Scientific classification
- Kingdom: Animalia
- Phylum: Chordata
- Class: Actinopterygii
- Division: Teleostei
- Order: Lophiiformes
- Family: Gigantactinidae
- Genus: Gigantactis
- Species: G. vanhoeffeni
- Binomial name: Gigantactis vanhoeffeni Brauer, 1902
- Synonyms: Gigantactis exodon Regan & Trewavas, 1932;

= Gigantactis vanhoeffeni =

- Authority: Brauer, 1902
- Conservation status: DD
- Synonyms: Gigantactis exodon Regan & Trewavas, 1932

Species of fish

The cosmopolitan whipnose (Gigantactis vanhoeffeni) is a species of marine ray-finned fish belonging to the family Gigantactinidae, the whipnose anglers. This species has a circumglobal distribution in the deeper waters of the Atlantic, Indian and Pacific Oceans.

==Taxonomy==
Gigantactis vanhoeffeni was first formally described in 1902 by the German zoologist August Brauer with its type locality given as east of Zanzibar at 5°42'S, 43°36'E in the western Indian Ocean. When he described G. vanhoeffeni Brauer proposed a new monospecific genus, Gigantactis, meaning that this species is the type species of that genus by monotypy. This genus is classified by the 5th edition of Fishes of the World within the family Gigantactinidae, a family within the suborder Ceratioidei, the deep sea anglerfishes of the order Lophiiformes, the anglerfishes.

==Etymology==
Gigantactis vanhoeffeni is a member of the genus Giganactis, the name of which is a combination of gigantos, meaning "giant", with actis, which means "ray", an allusion to its unusually long illicium. The specific name honours Ernst Vanhöffen, a German zoologist who studied jellyfish on the Valdivia Expedition.

==Description==
Gigantactis vanhoeffeni has metamorphosed females which are distinguished from other species in the genus by the length of the illicium. The illicium is relatively short with a length equivalent to less than 120% of the standard length of the fish, even shorter in larger individuals. The bulb of the esca has an elongated tip. This elongated tip has a covering of spinules and is darkly pigmented. The bulb and the elongated tip has flattened papillae on their surface. The tip of the escal has short filaments near its tip and thin filaments near its base. The illicium has a pair of filaments near the esca on its rear surface.

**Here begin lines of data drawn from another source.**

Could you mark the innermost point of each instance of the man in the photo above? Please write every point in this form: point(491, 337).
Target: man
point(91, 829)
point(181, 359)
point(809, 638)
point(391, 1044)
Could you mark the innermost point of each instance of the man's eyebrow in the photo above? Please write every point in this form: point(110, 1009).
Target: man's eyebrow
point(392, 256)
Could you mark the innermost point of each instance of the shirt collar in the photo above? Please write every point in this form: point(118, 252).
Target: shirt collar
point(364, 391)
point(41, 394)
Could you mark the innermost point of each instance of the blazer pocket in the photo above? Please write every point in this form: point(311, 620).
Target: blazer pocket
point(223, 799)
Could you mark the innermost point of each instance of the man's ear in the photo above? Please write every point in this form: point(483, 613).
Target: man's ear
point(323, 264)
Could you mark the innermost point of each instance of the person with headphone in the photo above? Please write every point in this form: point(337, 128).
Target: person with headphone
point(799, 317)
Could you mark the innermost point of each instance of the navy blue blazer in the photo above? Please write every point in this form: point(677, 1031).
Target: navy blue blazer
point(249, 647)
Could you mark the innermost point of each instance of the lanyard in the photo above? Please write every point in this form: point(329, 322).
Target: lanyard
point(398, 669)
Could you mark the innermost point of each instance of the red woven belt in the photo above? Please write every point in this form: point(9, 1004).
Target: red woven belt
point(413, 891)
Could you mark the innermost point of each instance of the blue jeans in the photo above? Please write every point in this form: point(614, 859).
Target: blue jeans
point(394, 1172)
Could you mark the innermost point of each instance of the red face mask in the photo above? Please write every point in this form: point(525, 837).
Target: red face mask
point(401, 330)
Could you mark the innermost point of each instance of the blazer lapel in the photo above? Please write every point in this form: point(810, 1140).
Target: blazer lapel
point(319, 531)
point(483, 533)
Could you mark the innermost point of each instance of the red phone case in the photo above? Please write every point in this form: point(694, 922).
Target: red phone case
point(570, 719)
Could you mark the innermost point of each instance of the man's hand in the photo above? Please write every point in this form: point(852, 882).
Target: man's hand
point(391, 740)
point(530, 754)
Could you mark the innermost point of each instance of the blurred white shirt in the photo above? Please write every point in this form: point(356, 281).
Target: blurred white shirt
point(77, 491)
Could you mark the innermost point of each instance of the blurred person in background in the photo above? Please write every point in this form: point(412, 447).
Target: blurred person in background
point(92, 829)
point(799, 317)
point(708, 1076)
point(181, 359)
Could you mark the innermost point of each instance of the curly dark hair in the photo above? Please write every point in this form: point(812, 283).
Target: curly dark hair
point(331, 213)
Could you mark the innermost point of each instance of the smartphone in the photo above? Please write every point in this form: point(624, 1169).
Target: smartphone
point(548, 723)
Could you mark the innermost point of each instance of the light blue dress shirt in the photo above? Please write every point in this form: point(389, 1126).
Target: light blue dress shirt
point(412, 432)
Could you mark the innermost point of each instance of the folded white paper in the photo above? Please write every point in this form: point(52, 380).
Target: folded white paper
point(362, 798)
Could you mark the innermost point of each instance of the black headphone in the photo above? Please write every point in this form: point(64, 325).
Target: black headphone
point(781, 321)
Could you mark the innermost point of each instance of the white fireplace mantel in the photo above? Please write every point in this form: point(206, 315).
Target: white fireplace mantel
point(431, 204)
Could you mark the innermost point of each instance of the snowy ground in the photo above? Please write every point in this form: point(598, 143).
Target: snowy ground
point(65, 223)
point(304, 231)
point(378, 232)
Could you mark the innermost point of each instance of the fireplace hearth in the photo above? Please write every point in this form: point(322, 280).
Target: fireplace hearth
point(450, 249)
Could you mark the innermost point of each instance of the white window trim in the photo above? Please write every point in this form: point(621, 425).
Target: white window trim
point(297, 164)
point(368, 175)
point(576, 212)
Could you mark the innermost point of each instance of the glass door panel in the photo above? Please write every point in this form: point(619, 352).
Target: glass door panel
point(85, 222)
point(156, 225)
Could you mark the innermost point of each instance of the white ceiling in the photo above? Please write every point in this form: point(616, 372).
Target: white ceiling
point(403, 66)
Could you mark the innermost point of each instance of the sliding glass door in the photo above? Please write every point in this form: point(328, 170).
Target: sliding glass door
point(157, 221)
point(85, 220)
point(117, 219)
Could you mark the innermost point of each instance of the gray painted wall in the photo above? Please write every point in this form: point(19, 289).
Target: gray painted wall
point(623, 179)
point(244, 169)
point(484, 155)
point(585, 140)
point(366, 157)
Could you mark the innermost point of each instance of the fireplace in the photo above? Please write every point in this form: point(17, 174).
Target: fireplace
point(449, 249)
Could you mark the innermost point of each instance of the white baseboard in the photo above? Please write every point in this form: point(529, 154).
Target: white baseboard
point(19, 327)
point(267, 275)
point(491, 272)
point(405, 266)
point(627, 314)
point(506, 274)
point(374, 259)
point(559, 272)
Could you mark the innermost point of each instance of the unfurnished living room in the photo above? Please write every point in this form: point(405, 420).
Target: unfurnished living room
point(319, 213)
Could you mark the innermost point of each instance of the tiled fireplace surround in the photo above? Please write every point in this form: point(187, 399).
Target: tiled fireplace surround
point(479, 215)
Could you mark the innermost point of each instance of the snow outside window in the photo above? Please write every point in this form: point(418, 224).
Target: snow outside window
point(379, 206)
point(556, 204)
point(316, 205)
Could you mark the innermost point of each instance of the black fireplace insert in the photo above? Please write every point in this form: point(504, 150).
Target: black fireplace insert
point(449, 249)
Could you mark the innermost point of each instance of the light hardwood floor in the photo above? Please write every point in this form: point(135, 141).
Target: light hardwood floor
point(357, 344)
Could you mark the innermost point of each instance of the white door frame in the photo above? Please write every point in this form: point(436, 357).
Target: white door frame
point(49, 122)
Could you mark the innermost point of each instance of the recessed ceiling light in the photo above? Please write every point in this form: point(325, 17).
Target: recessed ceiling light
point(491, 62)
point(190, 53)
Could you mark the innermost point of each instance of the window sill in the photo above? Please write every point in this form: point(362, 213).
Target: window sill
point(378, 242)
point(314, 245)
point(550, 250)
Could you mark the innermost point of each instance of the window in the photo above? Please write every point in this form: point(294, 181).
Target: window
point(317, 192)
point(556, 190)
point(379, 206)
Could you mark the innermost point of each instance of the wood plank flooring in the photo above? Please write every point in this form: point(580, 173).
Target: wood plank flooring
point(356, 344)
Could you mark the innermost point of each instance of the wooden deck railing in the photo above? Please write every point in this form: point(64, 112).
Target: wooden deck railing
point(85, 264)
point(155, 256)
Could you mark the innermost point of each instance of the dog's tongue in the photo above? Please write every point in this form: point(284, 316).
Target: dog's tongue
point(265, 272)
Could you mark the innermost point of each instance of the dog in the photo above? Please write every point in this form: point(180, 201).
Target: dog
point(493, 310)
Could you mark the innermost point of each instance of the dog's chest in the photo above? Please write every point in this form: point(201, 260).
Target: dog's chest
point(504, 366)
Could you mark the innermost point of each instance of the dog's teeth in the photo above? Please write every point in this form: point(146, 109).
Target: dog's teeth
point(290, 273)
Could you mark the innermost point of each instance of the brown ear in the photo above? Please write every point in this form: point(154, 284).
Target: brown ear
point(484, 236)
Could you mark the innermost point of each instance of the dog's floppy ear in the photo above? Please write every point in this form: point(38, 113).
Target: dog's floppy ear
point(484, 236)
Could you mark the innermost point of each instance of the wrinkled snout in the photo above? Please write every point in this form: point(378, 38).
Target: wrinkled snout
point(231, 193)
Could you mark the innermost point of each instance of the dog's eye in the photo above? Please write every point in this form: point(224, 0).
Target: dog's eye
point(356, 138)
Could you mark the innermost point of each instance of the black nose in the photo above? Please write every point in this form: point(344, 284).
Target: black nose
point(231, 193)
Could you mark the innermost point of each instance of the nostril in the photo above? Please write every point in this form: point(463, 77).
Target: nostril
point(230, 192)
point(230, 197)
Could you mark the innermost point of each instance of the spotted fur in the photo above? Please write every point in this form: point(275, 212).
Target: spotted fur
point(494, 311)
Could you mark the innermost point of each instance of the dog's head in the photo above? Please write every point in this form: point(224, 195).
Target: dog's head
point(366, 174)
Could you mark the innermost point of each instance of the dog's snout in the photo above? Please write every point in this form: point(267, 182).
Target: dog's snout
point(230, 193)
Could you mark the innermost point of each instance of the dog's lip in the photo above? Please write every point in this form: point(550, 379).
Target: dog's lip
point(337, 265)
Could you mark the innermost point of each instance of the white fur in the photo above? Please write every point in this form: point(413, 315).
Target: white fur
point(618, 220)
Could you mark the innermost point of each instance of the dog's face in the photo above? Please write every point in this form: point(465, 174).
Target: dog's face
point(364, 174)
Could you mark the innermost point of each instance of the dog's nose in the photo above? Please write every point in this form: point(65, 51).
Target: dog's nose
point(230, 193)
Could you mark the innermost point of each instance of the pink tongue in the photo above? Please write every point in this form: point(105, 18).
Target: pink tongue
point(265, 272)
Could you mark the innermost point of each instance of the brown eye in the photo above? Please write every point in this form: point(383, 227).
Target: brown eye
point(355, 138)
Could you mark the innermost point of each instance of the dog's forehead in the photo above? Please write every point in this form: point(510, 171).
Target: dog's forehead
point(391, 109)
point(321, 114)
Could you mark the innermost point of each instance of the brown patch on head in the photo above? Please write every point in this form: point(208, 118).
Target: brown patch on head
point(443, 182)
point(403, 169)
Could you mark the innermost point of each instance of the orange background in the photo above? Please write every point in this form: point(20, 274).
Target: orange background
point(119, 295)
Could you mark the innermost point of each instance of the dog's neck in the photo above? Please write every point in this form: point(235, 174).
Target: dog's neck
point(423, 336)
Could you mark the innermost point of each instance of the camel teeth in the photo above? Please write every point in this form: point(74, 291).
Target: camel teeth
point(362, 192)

The long teeth on the dentary are arranged in 3 rows. This species has amaximum published total length of 62 cm.

==Distribution and habitat==
Gigantactis vanhoeffeni is found in the tropical and temperate parts of the Atlantic, Indian and Pacific Oceans where it lives at depths between 500 and 5300 m. It has reached as far north as Greenland.